After the act of creation (“the first three minutes,” as we might say) does God, in Abraham’s view, remain involved in the life of the world? Especially, if we follow the metaphor of the midrash, when we look out on a world that often appears to be “in flames.” Indeed, if we press the parable of that midrash a little bit further, we can ask if there might not be a deeper set of questions underneath it: If the universe is in flames, whey doesn’t the Master do something about it? How does the fire “prove” that there is a Master? It might in fact prove the opposite — that the world has no one to put out the flames!

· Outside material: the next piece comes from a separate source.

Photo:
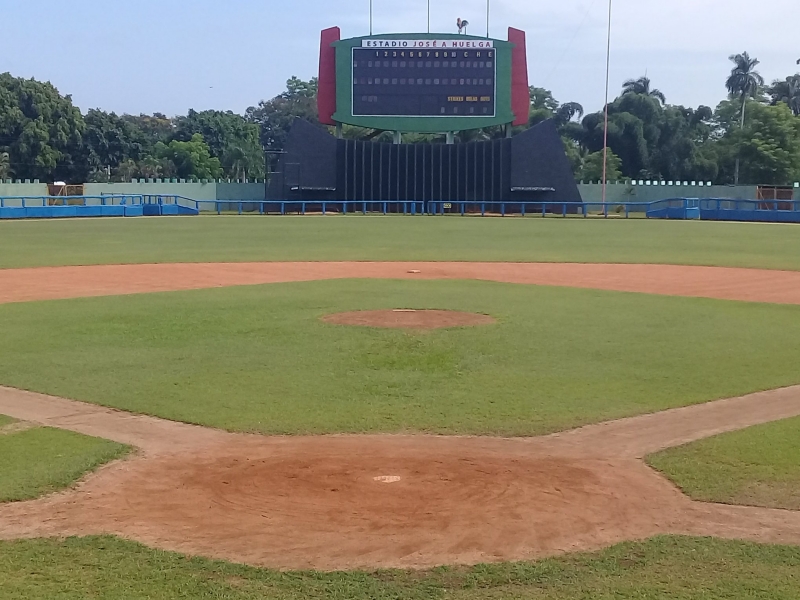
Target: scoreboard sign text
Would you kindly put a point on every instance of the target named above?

And more than that, the physicists’ God presents another problem as well. It seems to me that a position about the nature of God has to make some sense in the light of people’s day-to-day lives. It has to speak to the concerns of normal existence and not only to our occasional speculations about the origins of the universe. Thus, does the existence of the physicists’ God help us in any way to understand the experience of the holy in our own personal lives? The God of the first three minutes seems very far away from my own existence, and though I may find some comfort in believing that the cosmos is a well-ordered creation, it does not seem to answer “the hunger for wonders,” the inner needs in a person’s own life that religion has always been able to address.
In that regard, the naturalists’ God, the God of the many and varied species, seems to work somewhat better. I myself remember visiting the aquarium in Eilat at the southern tip of Israel and seeing the astonishing variety of tropical fish swimming in those tanks — fish in the shape of boxes, fish that looked like lions, fish that appeared to have been painted by Picasso — and without consciously planning it, the words of Psalm 92, “How great are your works, O Lord,” came out of my mouth.
I suspect that if we lived less of our lives in urban settings, this religious perspective might speak to us with even greater power. Indeed, it’s likely that some of the fervor behind contemporary ecological concerns, as well as the interest people find in exploring the natural world though camping and hiking and wilderness programs like Outward Bound, may emanate from a secularized version of these deeper religious impulses.
What I do find compelling in the views of the physicists and the naturalists is that they both begin with a sense of mystery, and it is there that my earlier question about the personal dimension of religious experience begins to crystallize. For mystery is not only a matter of rational speculation about the origins of the universe or the variety of natural life, it is also a perception that is able to touch any of us at any moment. It is the sense that behind the natural world we deal with every day is a realm of the unknown, the unexplainable, that every once in a while will startle us into awareness, if even for an instant.